In 1814, the denomination’s leaders in England thought it best to abandon the Dominica Mission. The trouble stirred up by the planters against the Methodists resulted in a decline in attendance and membership. There were only six members left and all of them were women, and three of them could not write. However, in that year, a White planter named Daker, who had been a Methodist formerly, was converted and joined the Society and worked hard to maintain it. In that same year, also, the Society lost its minister, and it was not until 1816 that he was replaced. The new minister, the Rev. Jeremiah Boothby, and Mr. Daker decided to secure a new building for the Society. In 1817, Methodist work was permanently established in Portsmouth, and shortly afterwards a piece of land was obtained from the government for the erection of a chapel.
Meanwhile, the property in Roseau was in danger of being taken over by the mortgage holders who were pressing the Methodists for financial and other reasons. However, in 1818, the chairman of the Methodist District persuaded the Missionary Committee in London to cancel the debt. The Dominica Methodists breathed a sigh of relief.
In 1822, the Roseau Methodist Chapel was built on this property, and in 1824 the work spread to Marigot after land was secured at Lasoye Point. In 1819, the Methodist Church in Dominica was referred to as “an old wreck against which the waves are perpetually dashing.” The troubles and sufferings persisted despite the efforts of the Societies. In the yard behind the Methodist Church in Roseau are the tombstones erected over the graves of missionaries and their families who died while serving on this island. Inside the church are several tablets commemorating the service of several key laymen.

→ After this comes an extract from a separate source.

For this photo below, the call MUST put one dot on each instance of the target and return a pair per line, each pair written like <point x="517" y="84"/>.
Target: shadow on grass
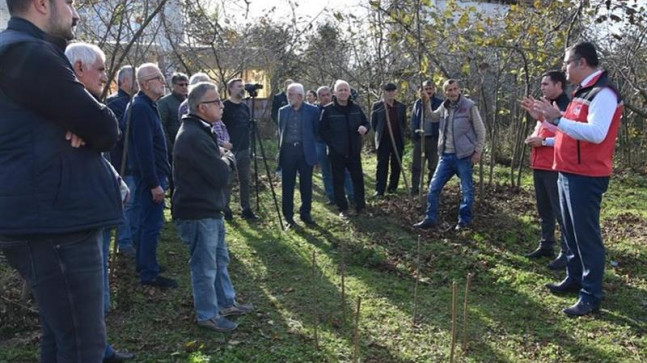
<point x="489" y="252"/>
<point x="273" y="249"/>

During 1959, the Marigot Methodist Church was expanded to house the growing congregation, which became the largest Methodist congregation on the island. In 1960, the erection of a chapel at Clifton was completed. Congregations were also established in Layou, Castle Bruce, Wesley and Hampstead/Calibishie. The congregation at Grand Bay no longer meets. The Methodist Church established Wesley High School for girls in 1926, located in the capital city.